Additional / Preferred

• Hands-on experience with IAM, IdP, SSO, SCIM, and privileged access management tools.
• Experience with SIEM platforms, log analysis, and vulnerability management tools.
• Scripting or automation experience (Python, PowerShell, or similar).
• Experience supporting audits (SOC 2, HIPAA, HITRUST) and preparing evidence.
• Experience working with healthcare data and protecting PHI is strongly preferred.

Compensation: $100,000 – $115,000 plus additional variable compensation based on performance.

At Evio, we’re committed to building a competitive compensation package to honor the value our teammates bring as well as attract and retain top talent that is aligned with our culture, mission, and values. Compensation includes base pay (range shown) and could include other variable compensation opportunities depending on job seniority, location, and date of hire.

Evio Benefits

• Great Health Insurance
• The company pays 100% of medical, dental, and vision premiums for teammates, and 50% for dependents.
• 401K Match
• Evio matches 100% of teammate contribution up to 5% of salary, subject to IRS limits.
• Time Off
• We have a flexible vacation policy for teammates to unplug and recharge when you need it.
• Parental Leave
• Generous paid leave for new parents (includes birth and non-birth parents).
• Evio values a diverse workplace and is committed to supporting and celebrating the diversity that each teammate brings to the table.

Notice

We’ve recently learned of fraudulent job postings and individuals falsely claiming to represent Evio.

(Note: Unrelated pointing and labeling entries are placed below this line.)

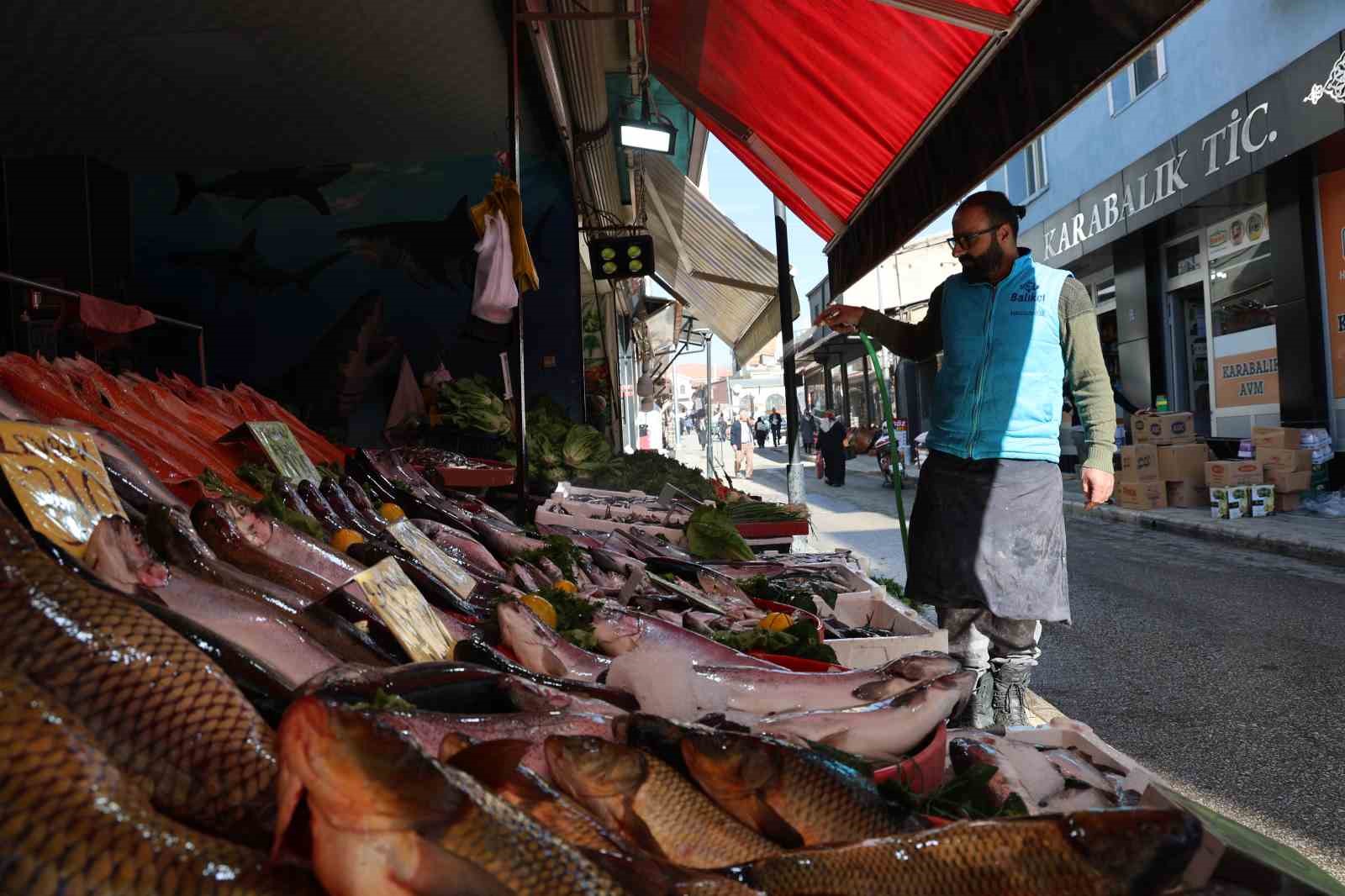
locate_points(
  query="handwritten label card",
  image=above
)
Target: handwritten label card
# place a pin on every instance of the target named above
(405, 613)
(432, 557)
(60, 481)
(282, 450)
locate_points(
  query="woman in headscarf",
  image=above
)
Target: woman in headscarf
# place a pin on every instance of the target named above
(741, 437)
(831, 445)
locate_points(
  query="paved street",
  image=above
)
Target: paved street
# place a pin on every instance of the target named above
(1219, 669)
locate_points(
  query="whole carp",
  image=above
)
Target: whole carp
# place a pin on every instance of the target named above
(643, 798)
(119, 560)
(538, 647)
(271, 549)
(172, 717)
(495, 764)
(887, 730)
(430, 730)
(793, 795)
(1123, 851)
(76, 825)
(385, 820)
(716, 689)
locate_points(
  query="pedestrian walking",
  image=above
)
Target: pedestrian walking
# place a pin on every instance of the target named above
(988, 532)
(740, 436)
(831, 434)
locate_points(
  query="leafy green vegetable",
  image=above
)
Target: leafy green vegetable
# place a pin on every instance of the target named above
(273, 505)
(797, 593)
(259, 475)
(712, 535)
(585, 448)
(212, 482)
(382, 700)
(472, 403)
(647, 472)
(799, 640)
(560, 551)
(583, 638)
(763, 512)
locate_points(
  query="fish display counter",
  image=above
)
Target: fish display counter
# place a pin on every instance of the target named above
(327, 674)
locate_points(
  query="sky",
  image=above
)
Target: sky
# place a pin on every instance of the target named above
(740, 195)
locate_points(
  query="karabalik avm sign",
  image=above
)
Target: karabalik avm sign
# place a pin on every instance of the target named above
(1224, 147)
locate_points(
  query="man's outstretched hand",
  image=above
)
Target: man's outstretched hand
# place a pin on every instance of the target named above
(841, 318)
(1098, 486)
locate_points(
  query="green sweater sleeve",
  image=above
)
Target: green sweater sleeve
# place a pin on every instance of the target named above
(915, 342)
(1087, 374)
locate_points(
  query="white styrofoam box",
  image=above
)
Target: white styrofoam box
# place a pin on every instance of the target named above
(869, 653)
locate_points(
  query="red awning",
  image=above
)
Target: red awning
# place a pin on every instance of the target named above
(833, 103)
(817, 98)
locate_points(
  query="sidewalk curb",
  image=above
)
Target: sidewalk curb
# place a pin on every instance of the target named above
(1295, 548)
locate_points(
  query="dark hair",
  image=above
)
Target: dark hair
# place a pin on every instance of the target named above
(999, 208)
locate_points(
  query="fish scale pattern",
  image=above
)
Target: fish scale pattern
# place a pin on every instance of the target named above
(968, 858)
(71, 824)
(165, 712)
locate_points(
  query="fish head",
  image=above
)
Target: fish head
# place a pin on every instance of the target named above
(593, 768)
(356, 774)
(251, 525)
(170, 528)
(119, 557)
(1149, 848)
(616, 633)
(731, 764)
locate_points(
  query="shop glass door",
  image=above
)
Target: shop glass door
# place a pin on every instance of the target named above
(1187, 338)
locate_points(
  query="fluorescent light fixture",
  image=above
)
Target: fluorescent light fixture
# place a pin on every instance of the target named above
(649, 134)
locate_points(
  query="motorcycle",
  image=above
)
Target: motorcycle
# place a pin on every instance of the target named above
(880, 450)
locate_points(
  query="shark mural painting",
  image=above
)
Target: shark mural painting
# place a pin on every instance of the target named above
(316, 282)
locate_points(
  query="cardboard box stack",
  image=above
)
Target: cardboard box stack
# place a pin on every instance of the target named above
(1289, 466)
(1138, 485)
(1167, 455)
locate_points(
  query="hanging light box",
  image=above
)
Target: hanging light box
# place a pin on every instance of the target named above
(622, 257)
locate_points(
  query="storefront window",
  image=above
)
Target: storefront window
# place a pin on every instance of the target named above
(1241, 288)
(1184, 257)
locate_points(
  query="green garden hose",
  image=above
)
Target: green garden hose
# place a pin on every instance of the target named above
(892, 445)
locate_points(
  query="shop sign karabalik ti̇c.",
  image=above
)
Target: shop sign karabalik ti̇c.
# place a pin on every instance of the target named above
(1224, 147)
(1279, 116)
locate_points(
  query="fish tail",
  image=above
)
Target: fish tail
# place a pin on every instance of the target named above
(186, 192)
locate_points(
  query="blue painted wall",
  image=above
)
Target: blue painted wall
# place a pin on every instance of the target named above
(1219, 51)
(256, 336)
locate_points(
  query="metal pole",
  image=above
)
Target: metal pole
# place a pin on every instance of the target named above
(515, 171)
(709, 403)
(784, 289)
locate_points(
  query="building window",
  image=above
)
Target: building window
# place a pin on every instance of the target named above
(1026, 172)
(1137, 78)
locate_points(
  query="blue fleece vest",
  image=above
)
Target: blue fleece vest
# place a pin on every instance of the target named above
(999, 393)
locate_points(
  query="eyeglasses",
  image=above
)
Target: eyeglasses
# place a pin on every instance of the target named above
(965, 240)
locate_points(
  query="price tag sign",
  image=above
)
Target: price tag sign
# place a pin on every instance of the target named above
(430, 555)
(282, 450)
(60, 481)
(405, 613)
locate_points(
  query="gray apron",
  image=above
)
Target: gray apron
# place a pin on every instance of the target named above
(990, 533)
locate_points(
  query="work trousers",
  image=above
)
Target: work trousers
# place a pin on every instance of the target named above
(979, 640)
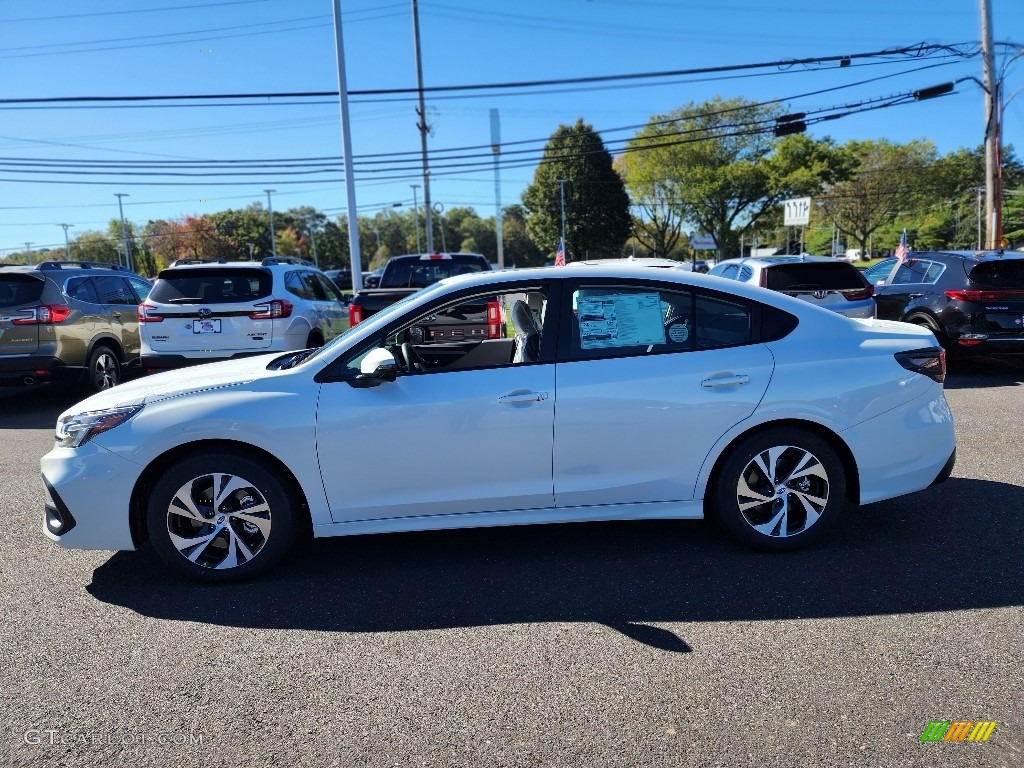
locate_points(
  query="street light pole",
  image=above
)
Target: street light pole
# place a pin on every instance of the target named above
(424, 128)
(67, 243)
(124, 231)
(416, 216)
(269, 208)
(312, 241)
(561, 188)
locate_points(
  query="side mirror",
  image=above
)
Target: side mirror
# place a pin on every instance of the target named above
(379, 366)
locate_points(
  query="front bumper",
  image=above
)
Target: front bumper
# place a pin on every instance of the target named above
(88, 498)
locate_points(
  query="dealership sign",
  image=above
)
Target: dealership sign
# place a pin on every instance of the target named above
(797, 212)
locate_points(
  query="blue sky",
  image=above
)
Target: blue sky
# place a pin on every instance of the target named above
(181, 47)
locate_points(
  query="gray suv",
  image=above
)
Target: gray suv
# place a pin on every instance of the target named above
(69, 321)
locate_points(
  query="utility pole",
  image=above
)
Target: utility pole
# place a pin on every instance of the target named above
(124, 231)
(561, 189)
(424, 128)
(269, 208)
(496, 148)
(993, 193)
(346, 148)
(67, 243)
(416, 216)
(312, 241)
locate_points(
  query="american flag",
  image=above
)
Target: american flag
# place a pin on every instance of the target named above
(901, 251)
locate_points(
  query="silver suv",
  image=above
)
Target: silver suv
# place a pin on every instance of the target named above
(69, 321)
(833, 285)
(201, 311)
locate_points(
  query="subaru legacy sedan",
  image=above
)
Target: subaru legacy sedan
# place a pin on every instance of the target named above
(610, 393)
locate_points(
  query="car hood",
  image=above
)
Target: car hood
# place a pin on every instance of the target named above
(176, 383)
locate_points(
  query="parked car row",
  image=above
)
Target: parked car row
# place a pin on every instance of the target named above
(87, 323)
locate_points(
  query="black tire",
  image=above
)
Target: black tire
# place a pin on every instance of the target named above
(102, 371)
(779, 513)
(250, 530)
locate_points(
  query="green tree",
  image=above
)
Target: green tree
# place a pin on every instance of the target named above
(717, 168)
(520, 251)
(889, 181)
(597, 208)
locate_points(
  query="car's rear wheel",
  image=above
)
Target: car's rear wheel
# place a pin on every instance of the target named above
(220, 517)
(102, 370)
(779, 489)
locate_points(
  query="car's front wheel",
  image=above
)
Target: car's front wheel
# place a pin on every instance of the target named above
(220, 517)
(779, 489)
(102, 370)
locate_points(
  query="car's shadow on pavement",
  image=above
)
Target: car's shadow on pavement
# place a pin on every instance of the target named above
(951, 547)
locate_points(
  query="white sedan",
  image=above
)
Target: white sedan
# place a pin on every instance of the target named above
(608, 393)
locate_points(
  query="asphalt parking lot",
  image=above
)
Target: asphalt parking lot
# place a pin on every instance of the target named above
(610, 644)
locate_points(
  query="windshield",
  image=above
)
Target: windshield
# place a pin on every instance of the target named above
(382, 317)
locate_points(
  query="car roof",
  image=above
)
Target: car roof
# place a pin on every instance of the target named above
(643, 261)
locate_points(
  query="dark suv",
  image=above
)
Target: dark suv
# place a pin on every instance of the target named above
(69, 321)
(973, 301)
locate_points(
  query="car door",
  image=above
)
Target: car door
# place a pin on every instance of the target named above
(911, 285)
(646, 386)
(121, 306)
(453, 439)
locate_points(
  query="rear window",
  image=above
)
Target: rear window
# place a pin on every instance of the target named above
(17, 290)
(423, 272)
(814, 276)
(1000, 273)
(211, 286)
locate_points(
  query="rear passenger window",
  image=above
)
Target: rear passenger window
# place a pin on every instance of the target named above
(612, 322)
(114, 290)
(83, 290)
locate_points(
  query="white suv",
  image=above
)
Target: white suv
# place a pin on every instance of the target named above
(201, 311)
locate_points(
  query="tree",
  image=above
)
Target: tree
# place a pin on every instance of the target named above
(717, 167)
(520, 251)
(889, 180)
(597, 208)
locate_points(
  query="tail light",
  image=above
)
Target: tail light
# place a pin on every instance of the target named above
(272, 309)
(930, 361)
(980, 296)
(146, 314)
(45, 314)
(494, 320)
(856, 294)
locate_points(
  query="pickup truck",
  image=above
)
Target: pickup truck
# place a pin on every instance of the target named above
(407, 274)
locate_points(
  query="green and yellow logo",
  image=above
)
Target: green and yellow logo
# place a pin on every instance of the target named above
(958, 730)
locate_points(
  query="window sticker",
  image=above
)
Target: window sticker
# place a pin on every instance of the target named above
(621, 320)
(679, 332)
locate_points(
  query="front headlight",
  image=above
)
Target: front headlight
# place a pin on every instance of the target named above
(78, 429)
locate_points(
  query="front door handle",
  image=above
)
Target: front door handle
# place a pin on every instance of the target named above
(514, 397)
(725, 381)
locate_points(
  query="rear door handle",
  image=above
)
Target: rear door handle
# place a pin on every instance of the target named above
(725, 381)
(522, 397)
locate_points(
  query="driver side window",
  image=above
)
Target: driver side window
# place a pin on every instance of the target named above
(471, 333)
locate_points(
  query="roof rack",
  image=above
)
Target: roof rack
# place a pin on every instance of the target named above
(182, 262)
(271, 260)
(78, 265)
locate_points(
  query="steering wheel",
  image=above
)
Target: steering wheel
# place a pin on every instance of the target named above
(413, 360)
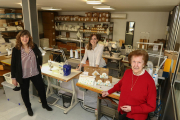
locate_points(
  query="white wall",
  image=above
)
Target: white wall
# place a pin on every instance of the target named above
(153, 22)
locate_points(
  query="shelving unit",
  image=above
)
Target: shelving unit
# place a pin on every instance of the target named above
(11, 21)
(71, 40)
(11, 18)
(10, 31)
(85, 22)
(83, 32)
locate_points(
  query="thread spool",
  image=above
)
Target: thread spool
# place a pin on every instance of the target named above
(155, 77)
(150, 71)
(76, 54)
(71, 53)
(142, 46)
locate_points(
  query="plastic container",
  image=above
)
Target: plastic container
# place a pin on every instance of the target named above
(8, 15)
(13, 15)
(66, 99)
(7, 77)
(2, 15)
(18, 15)
(11, 95)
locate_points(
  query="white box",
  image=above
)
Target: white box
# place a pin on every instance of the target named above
(11, 95)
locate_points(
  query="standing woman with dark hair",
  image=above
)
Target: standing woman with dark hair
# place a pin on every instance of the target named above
(26, 65)
(137, 87)
(94, 53)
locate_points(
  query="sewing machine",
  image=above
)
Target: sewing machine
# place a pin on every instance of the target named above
(64, 68)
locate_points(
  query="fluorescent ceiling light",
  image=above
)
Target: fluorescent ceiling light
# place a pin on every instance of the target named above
(50, 8)
(103, 7)
(93, 2)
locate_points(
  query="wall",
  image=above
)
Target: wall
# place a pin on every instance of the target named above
(40, 24)
(153, 22)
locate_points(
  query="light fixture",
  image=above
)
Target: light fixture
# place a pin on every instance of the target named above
(93, 2)
(43, 52)
(50, 8)
(103, 7)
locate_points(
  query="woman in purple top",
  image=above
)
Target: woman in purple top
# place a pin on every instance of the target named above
(25, 66)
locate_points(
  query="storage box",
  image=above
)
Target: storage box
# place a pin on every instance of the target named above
(67, 18)
(7, 77)
(95, 14)
(11, 95)
(87, 19)
(95, 19)
(104, 14)
(91, 19)
(76, 18)
(104, 19)
(88, 14)
(82, 18)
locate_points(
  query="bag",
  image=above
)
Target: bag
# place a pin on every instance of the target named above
(122, 116)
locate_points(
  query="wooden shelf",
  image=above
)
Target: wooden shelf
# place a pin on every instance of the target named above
(72, 40)
(84, 22)
(11, 18)
(10, 31)
(81, 32)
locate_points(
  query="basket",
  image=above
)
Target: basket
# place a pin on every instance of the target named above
(66, 99)
(7, 77)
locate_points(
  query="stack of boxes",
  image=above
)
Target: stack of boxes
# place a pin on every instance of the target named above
(89, 17)
(95, 76)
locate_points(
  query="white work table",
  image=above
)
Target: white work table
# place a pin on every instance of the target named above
(113, 58)
(55, 74)
(99, 89)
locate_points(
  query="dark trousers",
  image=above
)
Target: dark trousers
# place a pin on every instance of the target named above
(123, 117)
(39, 85)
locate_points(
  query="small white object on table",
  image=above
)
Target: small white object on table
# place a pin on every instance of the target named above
(45, 70)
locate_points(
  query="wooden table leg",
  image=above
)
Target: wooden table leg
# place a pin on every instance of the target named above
(98, 117)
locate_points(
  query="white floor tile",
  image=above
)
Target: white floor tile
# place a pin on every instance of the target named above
(3, 118)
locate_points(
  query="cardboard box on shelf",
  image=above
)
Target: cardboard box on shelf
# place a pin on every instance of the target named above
(95, 14)
(104, 70)
(72, 18)
(104, 19)
(62, 18)
(108, 79)
(76, 18)
(121, 42)
(95, 19)
(87, 19)
(91, 70)
(98, 78)
(104, 14)
(91, 19)
(82, 18)
(67, 18)
(89, 14)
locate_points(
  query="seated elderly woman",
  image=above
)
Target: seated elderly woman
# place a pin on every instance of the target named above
(137, 87)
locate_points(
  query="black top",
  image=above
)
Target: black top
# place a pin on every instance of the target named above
(16, 66)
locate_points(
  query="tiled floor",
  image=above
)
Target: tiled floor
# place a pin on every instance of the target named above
(12, 111)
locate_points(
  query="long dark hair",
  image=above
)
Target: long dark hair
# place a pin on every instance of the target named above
(89, 45)
(18, 39)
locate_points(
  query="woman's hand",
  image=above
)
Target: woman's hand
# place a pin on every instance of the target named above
(105, 93)
(14, 82)
(78, 69)
(126, 108)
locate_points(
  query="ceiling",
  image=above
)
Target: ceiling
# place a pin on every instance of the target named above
(119, 5)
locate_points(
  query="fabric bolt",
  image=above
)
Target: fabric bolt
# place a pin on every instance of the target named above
(28, 60)
(94, 56)
(142, 98)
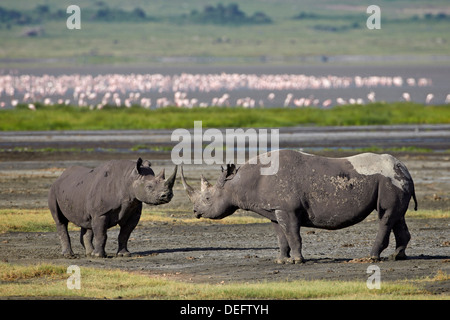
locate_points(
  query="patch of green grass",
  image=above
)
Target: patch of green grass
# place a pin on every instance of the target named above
(46, 280)
(73, 118)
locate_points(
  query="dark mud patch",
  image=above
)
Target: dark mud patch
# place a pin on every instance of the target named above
(246, 253)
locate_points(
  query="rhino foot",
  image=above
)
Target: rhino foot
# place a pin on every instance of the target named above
(287, 260)
(68, 254)
(124, 253)
(98, 254)
(398, 256)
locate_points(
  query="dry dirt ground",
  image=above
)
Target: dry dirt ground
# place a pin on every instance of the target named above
(239, 252)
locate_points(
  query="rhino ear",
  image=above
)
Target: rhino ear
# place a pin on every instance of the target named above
(205, 184)
(138, 165)
(226, 175)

• All official communication will come from an email ending in @evio.com.
• We will never conduct text-only interviews.
• We will never ask for payment, gift cards, or financial information.
• Our roles are posted only on our official website, LinkedIn, and Greenhouse.
• If you believe you’ve encountered a scam, please report it to the appropriate authorities.

Thank you for helping keep our community safe.